Improving Traffic Safety During Snow Joke
SEELEY LAKE – Organizers for the Snow Joke Half Marathon are implementing improved safety precautions and closing one lane of Highway 83 during the Feb. 25 event to better manage the traffic on race day. With 893 finishers last year and even larger crowds expected in years to come, race organizer Matt Gibson said safety is paramount.
Gibson said the Montana Department of Transportation (MDT) received a citizen complaint about the traffic management for the event. MDT informed Big Sky Orogenic Racing and Events’ (BSORE), the race organizers since 2014, that as part of their special use permit, which is required for any event using the right-of-way, they wanted to put restrictions on the way the race was run.

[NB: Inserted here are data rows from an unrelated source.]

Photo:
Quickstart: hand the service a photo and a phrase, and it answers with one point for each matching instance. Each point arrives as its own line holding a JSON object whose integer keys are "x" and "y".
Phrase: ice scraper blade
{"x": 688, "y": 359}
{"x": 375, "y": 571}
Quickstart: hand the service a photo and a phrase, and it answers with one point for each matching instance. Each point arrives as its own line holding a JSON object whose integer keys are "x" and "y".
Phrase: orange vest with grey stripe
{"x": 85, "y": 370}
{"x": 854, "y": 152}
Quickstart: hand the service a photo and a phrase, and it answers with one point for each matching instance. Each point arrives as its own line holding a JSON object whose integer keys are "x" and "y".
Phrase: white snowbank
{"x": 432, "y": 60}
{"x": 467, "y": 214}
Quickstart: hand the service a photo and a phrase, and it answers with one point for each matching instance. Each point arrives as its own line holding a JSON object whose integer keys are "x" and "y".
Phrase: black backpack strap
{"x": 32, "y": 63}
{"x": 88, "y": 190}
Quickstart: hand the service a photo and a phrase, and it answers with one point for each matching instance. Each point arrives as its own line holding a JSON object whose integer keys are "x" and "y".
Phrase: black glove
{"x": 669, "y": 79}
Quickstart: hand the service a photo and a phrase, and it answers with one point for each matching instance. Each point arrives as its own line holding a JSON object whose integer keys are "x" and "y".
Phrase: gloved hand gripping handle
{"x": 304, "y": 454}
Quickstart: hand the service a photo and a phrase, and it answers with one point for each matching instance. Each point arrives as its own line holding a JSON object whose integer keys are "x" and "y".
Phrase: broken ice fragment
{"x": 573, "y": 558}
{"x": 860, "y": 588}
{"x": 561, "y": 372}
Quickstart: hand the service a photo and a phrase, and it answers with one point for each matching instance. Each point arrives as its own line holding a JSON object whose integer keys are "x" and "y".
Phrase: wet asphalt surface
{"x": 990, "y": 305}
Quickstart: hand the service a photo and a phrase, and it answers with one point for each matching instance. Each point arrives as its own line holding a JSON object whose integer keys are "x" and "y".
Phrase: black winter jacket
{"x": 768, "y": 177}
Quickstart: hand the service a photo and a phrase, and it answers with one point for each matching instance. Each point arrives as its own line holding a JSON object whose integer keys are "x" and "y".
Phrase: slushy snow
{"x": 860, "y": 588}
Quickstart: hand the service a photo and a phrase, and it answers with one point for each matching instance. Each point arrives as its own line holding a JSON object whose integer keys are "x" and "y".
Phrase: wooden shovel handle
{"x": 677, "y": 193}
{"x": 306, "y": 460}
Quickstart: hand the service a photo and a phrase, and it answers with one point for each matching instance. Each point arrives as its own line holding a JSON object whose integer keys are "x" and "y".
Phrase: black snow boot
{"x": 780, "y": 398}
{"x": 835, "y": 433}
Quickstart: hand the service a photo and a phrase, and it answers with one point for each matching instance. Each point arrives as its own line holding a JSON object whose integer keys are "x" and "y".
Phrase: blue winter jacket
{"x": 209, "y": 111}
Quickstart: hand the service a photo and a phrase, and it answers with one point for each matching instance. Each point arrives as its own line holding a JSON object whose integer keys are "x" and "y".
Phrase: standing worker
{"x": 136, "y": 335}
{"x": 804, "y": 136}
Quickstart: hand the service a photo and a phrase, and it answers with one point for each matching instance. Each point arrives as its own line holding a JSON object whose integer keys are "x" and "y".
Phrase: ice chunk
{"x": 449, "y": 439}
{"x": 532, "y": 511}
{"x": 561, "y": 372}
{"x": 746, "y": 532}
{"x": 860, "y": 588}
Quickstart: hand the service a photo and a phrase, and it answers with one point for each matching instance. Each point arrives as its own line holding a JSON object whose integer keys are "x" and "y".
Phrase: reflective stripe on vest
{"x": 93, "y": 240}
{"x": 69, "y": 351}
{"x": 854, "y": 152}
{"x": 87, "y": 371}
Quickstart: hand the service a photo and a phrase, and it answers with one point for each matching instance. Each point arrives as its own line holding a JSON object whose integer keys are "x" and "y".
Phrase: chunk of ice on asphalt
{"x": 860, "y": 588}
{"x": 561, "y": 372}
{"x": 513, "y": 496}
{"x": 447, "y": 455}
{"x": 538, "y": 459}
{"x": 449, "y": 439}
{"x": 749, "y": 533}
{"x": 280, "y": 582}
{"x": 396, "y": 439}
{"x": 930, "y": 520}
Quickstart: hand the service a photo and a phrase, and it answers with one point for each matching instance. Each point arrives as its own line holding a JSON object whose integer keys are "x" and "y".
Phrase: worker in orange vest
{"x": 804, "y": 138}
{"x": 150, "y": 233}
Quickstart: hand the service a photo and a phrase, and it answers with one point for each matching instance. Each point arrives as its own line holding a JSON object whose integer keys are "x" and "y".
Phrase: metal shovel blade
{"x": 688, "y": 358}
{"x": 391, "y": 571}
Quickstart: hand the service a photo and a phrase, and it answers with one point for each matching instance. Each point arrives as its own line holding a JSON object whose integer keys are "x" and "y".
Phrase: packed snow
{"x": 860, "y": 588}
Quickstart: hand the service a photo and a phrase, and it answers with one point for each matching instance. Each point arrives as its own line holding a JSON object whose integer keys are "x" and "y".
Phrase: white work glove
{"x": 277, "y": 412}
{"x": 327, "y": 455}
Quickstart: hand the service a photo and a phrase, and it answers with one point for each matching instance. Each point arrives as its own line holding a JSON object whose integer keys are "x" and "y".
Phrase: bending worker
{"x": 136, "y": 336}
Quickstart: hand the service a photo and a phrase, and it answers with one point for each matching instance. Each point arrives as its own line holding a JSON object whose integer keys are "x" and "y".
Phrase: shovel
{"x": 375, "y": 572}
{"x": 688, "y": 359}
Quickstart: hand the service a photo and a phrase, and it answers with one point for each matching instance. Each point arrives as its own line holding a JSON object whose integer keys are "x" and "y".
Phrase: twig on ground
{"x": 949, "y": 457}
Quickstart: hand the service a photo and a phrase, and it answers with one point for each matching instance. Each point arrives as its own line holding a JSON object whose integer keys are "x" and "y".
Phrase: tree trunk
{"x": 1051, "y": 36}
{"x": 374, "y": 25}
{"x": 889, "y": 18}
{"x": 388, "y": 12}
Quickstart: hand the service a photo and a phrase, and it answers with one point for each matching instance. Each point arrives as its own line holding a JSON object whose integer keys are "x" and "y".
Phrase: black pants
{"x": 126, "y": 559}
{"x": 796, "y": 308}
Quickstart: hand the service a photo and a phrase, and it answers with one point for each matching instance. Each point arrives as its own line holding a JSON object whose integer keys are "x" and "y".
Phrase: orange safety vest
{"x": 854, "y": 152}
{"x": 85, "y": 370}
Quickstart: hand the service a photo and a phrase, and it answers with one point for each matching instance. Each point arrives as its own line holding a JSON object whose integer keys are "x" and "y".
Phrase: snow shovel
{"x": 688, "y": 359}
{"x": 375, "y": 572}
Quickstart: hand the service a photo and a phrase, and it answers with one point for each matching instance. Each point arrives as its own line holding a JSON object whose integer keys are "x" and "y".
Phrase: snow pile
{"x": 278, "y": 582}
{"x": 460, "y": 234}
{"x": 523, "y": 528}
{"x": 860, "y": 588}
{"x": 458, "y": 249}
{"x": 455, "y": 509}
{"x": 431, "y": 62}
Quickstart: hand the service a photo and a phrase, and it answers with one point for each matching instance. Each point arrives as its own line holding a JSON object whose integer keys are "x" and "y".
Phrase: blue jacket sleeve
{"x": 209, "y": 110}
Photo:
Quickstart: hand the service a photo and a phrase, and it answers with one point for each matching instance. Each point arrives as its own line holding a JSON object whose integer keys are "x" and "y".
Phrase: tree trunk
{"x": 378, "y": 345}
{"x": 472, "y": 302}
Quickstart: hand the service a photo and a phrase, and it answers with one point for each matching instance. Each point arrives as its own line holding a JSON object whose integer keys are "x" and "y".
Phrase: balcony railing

According to a MDT representative, the special use permit is required to protect those attending the event and the travelling public. They could not confirm that there was a complaint. However, he said that because the event continues to grow and there is more traffic during the event, MDT felt it was necessary to add restrictions.
“Initially the restrictions were such that they would have fundamentally changed the event. Essentially it would have made it impossible to run the Snow Joke on its traditional route,” said Gibson.
According to Gibson, MDT told them that if there was snow on Highway 83 they would not be able to run on the highway due to liability and safety.
“We said the chances of there being snow on the highway are very high and so that was alarming to us,” said Gibson.
BSORE suggested the lane closure and the pilot car as an alternative to keeping the race on its traditional route. The route has been certified by U.S.A. Track & Field as the official state championship 13.1 mile half marathon of Montana. MDT told Gibson that that was an encouraging suggestion to mitigate their concerns.
BSORE asked Poteet Construction, a traffic control contractor in Missoula, to draft a traffic control plan that was submitted to MDT. This included the lane closure and pilot car which MDT approved.
Gibson estimates the southbound lane of Highway 83 will be closed until around 12:45 p.m. A pilot car will lead motorists along a five-mile segment of the road. Gibson said race organizers are going to be “really aggressive trying to discipline the runners to confine themselves to that southbound lane and maintain a sense of where they are and the safety concern. Runners who drift out in the middle of the road will potentially face disqualification.”
At the start of the race, flagmen will stop southbound traffic at the north end of Boy Scout Road and northbound at Locust Lane. Once racers are through downtown Seeley Lake, the pilot cars will stop northbound traffic at Morrell Creek Road.
There will be a Seeley-Swan Search and Rescue flagger stationed at the junction of Highway 83 and the southern intersection of Boy Scout Road to allow runners to cross Highway 83 at the end of the race. This has been done for the past several years.
Gibson said drivers should expect delays of up to 20 minutes while the race is in progress. To minimize the inconvenience, spectators are discouraged from following the race in their cars. Instead of pursuing the runners north along the highway, Gibson recommends supporters and fans drive the course in reverse along Boy Scout Road and wait for the 1,000-strong field once they turn off the highway. There are two large pull-offs near the first aid station on the north end of Boy Scout roads.
BSORE was not expecting this new requirement that added $3,000 to run the race. They are looking to off-set the cost either through additional sponsorships or may need to consider a race fee increase for next year.
“The safety of the runners is our highest priority. It is a welcome change,” Gibson said. “The new traffic management plan will limit the chaos and make the race a lot more fun. We hope to minimize the inconvenience while delivering a great experience and a cool event for the Seeley Lake community.”
This year race organizers have put up an $800 purse for the fastest runners. The first man and woman overall finishers will receive $250; second will receive $100 for second place; and the third place finishers will walk away with $50 cash.
Besides the new purse and improved safety measures, Gibson promises this year’s Snow Joke will also feature “an even dumber award ceremony.” For decades, Snow Joke founder Pat Caffrey dressed up in a homemade cheetah costume and administered the “Cheetah Rangers Oath” to the winners. No more.
“The Cheetah Herders are enjoying their retirement,” Gibson said. “So we’ve tried to come up with our own award presentation. We hope that it makes the ridiculous spectacle of the past look dignified by comparison.” The awards ceremony will be held near the finish in the early afternoon.
Gibson continued, “We are looking forward to a great event.”